12 de febrero de 2016

Fin de campo

Fin de campo. Don DeLillo. Seix Barral, 2015
Traducción de Javier Calvo
El espectáculo deportivo que reúne mayor audiencia mundial es la final de la liga de fútbol americano, la Super Bowl; cientos de millones de espectadores confirman el carácter mítico, alumbrado en Norteamérica pero exportado a todo el mundo, de este deporte de contacto en el que, aparte de la fuerza bruta, prima la estrategia, en contraposición al otro "deporte nacional", el béisbol, un juego eminentemente táctico.

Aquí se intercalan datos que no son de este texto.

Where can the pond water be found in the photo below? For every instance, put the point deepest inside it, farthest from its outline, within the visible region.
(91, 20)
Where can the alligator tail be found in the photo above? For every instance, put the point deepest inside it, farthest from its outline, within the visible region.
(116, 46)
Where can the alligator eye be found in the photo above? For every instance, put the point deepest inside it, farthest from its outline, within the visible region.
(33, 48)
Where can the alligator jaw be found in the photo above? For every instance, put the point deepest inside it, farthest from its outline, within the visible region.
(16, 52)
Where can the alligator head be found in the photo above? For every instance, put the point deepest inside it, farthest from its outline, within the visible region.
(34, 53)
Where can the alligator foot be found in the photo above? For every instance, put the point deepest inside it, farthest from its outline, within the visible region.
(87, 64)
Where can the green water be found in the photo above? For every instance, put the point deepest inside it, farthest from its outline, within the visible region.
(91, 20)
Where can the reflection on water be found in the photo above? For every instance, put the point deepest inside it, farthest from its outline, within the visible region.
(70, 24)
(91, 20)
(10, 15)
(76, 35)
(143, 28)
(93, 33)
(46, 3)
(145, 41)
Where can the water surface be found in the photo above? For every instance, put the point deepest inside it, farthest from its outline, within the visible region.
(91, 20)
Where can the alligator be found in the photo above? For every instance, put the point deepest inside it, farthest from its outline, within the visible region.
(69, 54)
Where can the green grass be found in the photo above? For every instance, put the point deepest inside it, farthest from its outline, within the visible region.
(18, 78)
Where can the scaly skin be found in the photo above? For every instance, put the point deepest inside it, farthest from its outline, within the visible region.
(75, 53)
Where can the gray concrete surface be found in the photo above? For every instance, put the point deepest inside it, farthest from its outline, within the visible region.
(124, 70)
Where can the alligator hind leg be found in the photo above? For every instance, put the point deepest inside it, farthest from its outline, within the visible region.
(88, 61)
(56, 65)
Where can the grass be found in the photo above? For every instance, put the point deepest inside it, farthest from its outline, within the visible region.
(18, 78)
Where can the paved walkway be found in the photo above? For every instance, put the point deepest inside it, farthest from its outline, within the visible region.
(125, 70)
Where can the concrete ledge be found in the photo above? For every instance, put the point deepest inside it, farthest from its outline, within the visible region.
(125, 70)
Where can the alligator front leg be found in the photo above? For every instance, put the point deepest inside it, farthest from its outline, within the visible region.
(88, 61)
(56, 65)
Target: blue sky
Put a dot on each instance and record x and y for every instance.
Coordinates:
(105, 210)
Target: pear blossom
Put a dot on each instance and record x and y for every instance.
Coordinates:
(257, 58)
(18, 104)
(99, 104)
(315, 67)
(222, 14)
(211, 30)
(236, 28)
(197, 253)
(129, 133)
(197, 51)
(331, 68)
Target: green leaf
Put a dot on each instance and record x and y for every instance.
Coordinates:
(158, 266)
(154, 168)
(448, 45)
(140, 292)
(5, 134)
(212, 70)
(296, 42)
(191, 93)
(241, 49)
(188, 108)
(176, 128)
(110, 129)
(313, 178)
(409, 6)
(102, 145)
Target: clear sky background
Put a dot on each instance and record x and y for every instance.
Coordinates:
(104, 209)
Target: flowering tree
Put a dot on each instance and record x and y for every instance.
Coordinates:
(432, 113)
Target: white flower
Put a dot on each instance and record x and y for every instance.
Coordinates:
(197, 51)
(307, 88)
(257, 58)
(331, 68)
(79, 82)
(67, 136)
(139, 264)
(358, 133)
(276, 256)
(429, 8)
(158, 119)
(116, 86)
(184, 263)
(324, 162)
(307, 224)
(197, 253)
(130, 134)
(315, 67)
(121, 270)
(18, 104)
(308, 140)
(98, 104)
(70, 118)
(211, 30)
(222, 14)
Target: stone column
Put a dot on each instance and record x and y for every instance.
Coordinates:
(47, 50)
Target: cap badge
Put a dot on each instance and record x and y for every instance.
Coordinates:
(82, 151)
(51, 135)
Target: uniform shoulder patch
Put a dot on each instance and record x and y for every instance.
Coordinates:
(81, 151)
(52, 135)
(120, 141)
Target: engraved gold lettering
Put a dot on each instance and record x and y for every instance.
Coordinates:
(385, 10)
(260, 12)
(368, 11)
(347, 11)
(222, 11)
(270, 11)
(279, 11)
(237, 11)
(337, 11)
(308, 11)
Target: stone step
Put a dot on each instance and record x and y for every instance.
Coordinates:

Gary Harkness, un cínico y verborreico estudiante universitario becado por jugar al fútbol americano y entusiasta de la guerra termonuclear, es el narrador y protagonista de esta segunda novela en la carrera de Don DeLillo (End Zone, 1972). La traducción del título al castellano puede conllevar alguna confusión: end zone, en la jerga del fútbol americano, es como se denomina la zona de anotación, es decir, aquella parte del terreno de juego donde se consiguen los puntos después de que el equipo atacante haya depositado allí el balón. Cuando Gary y un profesor especulan en qué ciudades sería más letal un conflicto termonuclear, es decir, cuál sería la zona de anotación del ataque, el título vuelve a tomar una significación que no aparece con la traducción al castellano. 
"Las ligas universitarias de fútbol americano, qué forma tan agradable y colorida de pasar una tarde de otoño."
El resto de protagonistas de esta contranovela de campus, unos extraños profesores, algunas estudiantes, los entrenadores de líneas y once sanguinarios armarios sin cerebro intentando asimilar las jugadas de estrategia que les enseñan los entrenadores, que deben basar su aprendizaje en la repetición y en una consigna que sí comprenden: "golpear, golpear y golpear". La similitud, que DeLillo explota mediante un hábil desdoblamento, con la jerga utilizada por los mandos políticos y militares en plena guerra fría -como si el fútbol americano, especialmente este deporte, no fuera más que la guerra por otros medios, y a pesar de las objeciones de los interesados- es más que una coincidencia, pero sus limitaciones intelectuales no llegan a alcanzar esa identificación, excepto en el caso de Gary, para quien supone toda una obsesión.
"La guerra es la realización suprema de la tecnología moderna. [...] Es mejor ser eficiente que ser valiente."
Es cierto que el número de novelas cuya acción se sostiene en el ámbito del deporte son innumerables, pero no he podido evitar, tal vez por ser de lectura reciente, recodar La gran novela americana, el libro que Philip Roth, con el mismo carácter irónico, dedicó al mundo del otro deporte inequívocamente americano, aunque lo que aquí son jugadores de una liga universitaria de fútbol americano allí fueran jugadores amateurs de una liga regional de béisbol; además, la publicación de ambas novelas se hizo en el lapso de un año.

Fin de campo es un libro interesante dada la trayectoria de Don DeLillo, pero no uno de sus mejores títulos, mención aparte el desconocimiento, por estos lares, de ese deporte.